Furthermore, several news-producing stations have stopped using lavalier mics but instead are using stick mics – frequently clamped to an object – to minimize how many people touch workaday gear. ENG trucks are being assigned to single individuals – all to isolate news personnel from one another.

Dematerialization is not new and was headed in those directions for some time. The industry just had not expected this to occur in such a risky, isolated environment. Change has demanded instantaneous scaling that dissected the studio talent and put them in locations they had not expected before.

Yet what is occurring now may, or already has, altered how production and studio facilities could be for years to come. Newly adopted workflows now produce similar outcomes without the huge physical footprints, costs, and overheads, currently required for large-scale operations. Such changes could forever disrupt how news programming is created and delivered.

The glitches
Where is the biggest headache? Getting an approximate level of studio intercom-like functionality is the nemesis of daily productions, so far. Cell phones with earbuds have limited functionality, yet that is what is needed for the least amount of latency between home and main studios.

Getting interruptible foldback (IFB) to the remote home studio adds another tier of complexity. Multichannel and multi-access IP-based communications become essential when operating in several simultaneous locations. Intercom, using virtual link products, is a good start; yet substituting a tablet-but-ton-set for a physical button-control-panel is not an ideal workflow.

Link-bandwidths make all the difference when spinning up multiple activities into a VPC, or when interconnecting studios, and CERs between major metropolitan locations. Having 10G or higher connectivity, while a luxury for many, is essential at a network level. Security services also play important parts that limit network access. Firewall rules (set by the appropriate user, application, port-set, and IP addresses) need to be extensible to gain appropriate access on a tier or tailored workspace.

Looking at the future
How the pandemic is impacting a newsroom’s day-to-day operations is still a learning process. But boundaries are being pushed when it comes to using technology to help newsrooms through this process. Adjusting strategy to the realities of working during the outbreak and relying on technology to fill the gaps created by the contagion are pivotal.

There is a possibility of long-term impact of the pandemic on newsrooms to what happened coming out of the economic downturn 12 years ago.
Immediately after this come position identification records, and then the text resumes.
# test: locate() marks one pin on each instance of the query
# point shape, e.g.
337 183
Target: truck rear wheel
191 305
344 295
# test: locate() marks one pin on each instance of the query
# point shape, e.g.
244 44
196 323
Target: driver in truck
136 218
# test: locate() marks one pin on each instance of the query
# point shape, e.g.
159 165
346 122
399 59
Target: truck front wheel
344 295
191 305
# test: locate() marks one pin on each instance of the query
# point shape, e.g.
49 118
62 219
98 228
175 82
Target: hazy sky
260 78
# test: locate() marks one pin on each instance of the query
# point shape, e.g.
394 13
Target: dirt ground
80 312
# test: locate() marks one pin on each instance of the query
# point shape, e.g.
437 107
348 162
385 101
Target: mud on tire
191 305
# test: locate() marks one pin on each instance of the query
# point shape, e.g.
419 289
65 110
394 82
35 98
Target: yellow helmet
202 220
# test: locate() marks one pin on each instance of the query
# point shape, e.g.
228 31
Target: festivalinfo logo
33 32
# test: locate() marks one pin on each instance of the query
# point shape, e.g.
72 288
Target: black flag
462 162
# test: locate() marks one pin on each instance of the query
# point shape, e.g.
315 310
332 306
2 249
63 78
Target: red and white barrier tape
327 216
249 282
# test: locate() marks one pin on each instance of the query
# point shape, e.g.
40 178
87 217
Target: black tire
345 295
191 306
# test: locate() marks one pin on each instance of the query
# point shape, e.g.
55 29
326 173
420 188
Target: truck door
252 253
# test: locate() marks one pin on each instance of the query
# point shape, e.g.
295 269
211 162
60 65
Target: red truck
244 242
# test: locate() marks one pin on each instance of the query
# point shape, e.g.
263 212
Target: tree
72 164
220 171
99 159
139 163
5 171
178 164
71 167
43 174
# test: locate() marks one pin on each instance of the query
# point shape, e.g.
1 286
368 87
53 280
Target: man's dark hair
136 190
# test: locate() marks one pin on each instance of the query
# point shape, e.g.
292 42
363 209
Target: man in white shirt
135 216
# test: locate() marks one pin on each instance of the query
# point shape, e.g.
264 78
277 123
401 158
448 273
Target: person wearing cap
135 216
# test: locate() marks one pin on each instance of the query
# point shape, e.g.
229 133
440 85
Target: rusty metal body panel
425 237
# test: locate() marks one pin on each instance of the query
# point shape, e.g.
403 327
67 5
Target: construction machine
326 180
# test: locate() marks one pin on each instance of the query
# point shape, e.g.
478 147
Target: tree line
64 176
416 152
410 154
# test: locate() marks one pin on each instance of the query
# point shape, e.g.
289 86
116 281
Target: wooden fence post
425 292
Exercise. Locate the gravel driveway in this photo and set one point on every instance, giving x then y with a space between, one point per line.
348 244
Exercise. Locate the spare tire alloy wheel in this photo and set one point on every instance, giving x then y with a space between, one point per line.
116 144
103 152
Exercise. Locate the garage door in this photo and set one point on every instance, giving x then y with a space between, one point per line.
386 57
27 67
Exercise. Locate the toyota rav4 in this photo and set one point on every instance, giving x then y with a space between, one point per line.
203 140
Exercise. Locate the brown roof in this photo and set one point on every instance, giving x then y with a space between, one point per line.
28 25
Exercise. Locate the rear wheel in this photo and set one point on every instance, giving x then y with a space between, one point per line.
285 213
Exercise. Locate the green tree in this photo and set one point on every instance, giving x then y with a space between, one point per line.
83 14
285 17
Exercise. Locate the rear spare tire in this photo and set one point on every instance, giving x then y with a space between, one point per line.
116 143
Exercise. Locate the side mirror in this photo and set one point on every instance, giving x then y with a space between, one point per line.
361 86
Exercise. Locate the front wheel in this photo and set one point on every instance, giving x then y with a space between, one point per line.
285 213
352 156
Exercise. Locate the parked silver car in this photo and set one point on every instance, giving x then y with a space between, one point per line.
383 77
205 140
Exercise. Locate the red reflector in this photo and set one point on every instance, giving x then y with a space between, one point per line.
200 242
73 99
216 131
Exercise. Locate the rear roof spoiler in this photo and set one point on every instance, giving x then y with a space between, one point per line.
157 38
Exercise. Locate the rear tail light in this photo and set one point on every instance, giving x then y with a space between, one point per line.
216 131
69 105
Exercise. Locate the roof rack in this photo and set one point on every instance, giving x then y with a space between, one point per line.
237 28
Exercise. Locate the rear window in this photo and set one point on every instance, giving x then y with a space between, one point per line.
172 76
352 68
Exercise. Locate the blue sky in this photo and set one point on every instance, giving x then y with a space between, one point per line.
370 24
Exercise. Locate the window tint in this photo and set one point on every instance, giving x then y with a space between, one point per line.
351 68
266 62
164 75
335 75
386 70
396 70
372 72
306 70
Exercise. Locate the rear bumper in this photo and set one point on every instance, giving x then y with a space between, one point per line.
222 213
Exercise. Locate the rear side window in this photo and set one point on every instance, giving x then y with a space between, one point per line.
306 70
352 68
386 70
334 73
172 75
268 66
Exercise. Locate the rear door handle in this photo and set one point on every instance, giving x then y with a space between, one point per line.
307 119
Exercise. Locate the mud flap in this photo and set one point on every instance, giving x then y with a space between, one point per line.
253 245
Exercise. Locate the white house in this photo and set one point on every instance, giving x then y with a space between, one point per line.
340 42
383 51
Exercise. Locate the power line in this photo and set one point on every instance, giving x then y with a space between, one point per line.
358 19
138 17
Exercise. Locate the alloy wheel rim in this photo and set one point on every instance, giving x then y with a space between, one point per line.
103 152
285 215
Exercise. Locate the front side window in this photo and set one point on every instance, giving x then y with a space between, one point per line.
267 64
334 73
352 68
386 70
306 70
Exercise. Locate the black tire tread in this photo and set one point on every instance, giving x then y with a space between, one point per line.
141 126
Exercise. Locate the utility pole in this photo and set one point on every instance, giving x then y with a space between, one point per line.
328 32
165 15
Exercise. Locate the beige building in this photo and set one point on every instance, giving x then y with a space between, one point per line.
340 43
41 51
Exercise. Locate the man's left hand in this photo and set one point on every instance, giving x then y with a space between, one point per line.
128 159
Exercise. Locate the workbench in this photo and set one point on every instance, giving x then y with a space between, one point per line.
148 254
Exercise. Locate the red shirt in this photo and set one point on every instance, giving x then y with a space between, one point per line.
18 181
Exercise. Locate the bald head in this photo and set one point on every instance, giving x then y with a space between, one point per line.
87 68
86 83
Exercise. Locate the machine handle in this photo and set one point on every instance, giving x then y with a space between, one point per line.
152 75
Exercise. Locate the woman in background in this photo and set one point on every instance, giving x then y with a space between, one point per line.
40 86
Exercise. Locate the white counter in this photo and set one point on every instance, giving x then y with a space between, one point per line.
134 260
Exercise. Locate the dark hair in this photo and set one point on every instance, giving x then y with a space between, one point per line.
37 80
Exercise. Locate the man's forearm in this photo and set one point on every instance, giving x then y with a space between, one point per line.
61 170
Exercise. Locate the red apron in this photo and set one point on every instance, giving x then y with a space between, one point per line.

The Great Recession had shaken the newsrooms foundation. It forced news broadcasters into thinking proactively about using the technology that was available, and that is what led to their hubs in the first place.

The pandemic’s effect on newsrooms is already under way. It is accelerating the newsroom of the future. Technology is being used at the fingertips, and it is pushing the stakeholders to be innovative.

While this seems like a perfect use of cloud products and services, there are still some challenges to overcome. Nevertheless, the COVID-19 crisis is going to change business in 2020. The broadcast and media industry will be affected by the shock created by this but could take some actions to adapt to it. There is no way to be sure of the real effects of this crisis, but in a time of such uncertainty, it is worth looking at the glass half full and understand how the industry can all make the most out of the current situation.

Given the social distancing paths certain to be here for many months, these new workflows change the dimensions of how technologies like bonded-cellular will migrate. Many clever enterprises are rapidly changing the production domain, and these adaptations may become the links to a new way of designing and outfitting studios.

It will be interesting to see what evolves from this global adventure in new workflows, new remote considerations, and how newsroom operations change. Will there be new technology to support this level of remote operations? Will this be a driver toward more cloud solutions? Will the home studio become more popular? Only time will tell!